Smithsonian / US Geological Survey Weekly Volcanic Activity Report,
4 November-10 November 2009
Managing Editor: Sally Kuhn Sennert

Please cite this report as:

Global Volcanism Program, 2009. Report on Kilauea (United States). In: Sennert, S K (ed.), Weekly Volcanic Activity Report, 4 November-10 November 2009. Smithsonian Institution and US Geological Survey.

Weekly Report (4 November-10 November 2009)

Kilauea

United States

19.421°N, 155.287°W; summit elev. 1222 m

All times are local (unless otherwise noted)


During 4-10 November, HVO reported that lava flowed SE from underneath Kilauea's Thanksgiving Eve Breakout (TEB) and rootless shield complex through a lava tube system, reaching the Waikupanaha ocean entry and a second location, 700 m farther to the W. Thermal anomalies detected in satellite images and visual observations revealed active surface lava flows. Breakout lava flows were located inland of the Waikpuanaha entry and also W of the County Public Viewing trail. The last remaining structure on the flow field burned on 3 November. Incandescence was seen from the Pu'u 'O'o crater floor and an East wall vent during 6-7 November.

The vent in Halema'uma'u crater continued to produce a diffuse white plume that drifted SW and likely produced some ashfall. Incandescence originated from a spattering lava pond inside the vent cavity. Preliminary measurements indicated that the sulfur dioxide emission rate at the summit remained elevated; 700 and 400 tonnes per day were measured on 6 and 9 November, respectively. The 2003-2007 average rate was 140 tonnes per day.

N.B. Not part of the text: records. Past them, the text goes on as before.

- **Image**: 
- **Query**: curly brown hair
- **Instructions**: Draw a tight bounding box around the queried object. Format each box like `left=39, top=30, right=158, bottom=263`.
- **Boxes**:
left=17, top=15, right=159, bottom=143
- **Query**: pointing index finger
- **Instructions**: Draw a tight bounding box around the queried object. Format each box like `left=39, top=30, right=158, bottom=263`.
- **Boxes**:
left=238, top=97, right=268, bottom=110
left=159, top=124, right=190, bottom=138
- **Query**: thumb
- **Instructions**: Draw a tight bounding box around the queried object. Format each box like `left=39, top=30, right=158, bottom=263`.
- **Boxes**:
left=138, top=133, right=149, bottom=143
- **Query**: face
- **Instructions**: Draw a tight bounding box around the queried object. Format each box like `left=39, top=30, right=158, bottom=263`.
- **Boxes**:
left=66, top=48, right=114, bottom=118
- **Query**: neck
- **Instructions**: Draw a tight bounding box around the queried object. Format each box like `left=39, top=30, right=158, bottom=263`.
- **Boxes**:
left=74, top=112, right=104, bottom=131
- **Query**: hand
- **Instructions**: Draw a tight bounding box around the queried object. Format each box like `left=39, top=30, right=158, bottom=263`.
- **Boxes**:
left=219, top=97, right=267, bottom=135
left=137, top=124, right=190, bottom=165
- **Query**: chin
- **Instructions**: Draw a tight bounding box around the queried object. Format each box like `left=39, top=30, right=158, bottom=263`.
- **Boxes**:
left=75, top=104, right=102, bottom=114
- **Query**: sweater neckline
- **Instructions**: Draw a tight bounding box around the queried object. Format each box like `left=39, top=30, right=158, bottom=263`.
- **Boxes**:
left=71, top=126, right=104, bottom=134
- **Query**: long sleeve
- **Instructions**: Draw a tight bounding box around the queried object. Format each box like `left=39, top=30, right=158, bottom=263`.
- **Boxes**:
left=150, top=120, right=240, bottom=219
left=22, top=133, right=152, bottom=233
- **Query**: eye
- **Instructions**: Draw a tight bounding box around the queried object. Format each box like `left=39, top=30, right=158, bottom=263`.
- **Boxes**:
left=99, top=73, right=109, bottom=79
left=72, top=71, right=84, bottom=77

Geological Summary. Kilauea overlaps the E flank of the massive Mauna Loa shield volcano in the island of Hawaii. Eruptions are prominent in Polynesian legends; written documentation since 1820 records frequent summit and flank lava flow eruptions interspersed with periods of long-term lava lake activity at Halemaumau crater in the summit caldera until 1924. The 3 x 5 km caldera was formed in several stages about 1,500 years ago and during the 18th century; eruptions have also originated from the lengthy East and Southwest rift zones, which extend to the ocean in both directions. About 90% of the surface of the basaltic shield volcano is formed of lava flows less than about 1,100 years old; 70% of the surface is younger than 600 years. The long-term eruption from the East rift zone between 1983 and 2018 produced lava flows covering more than 100 km2, destroyed hundreds of houses, and added new coastline.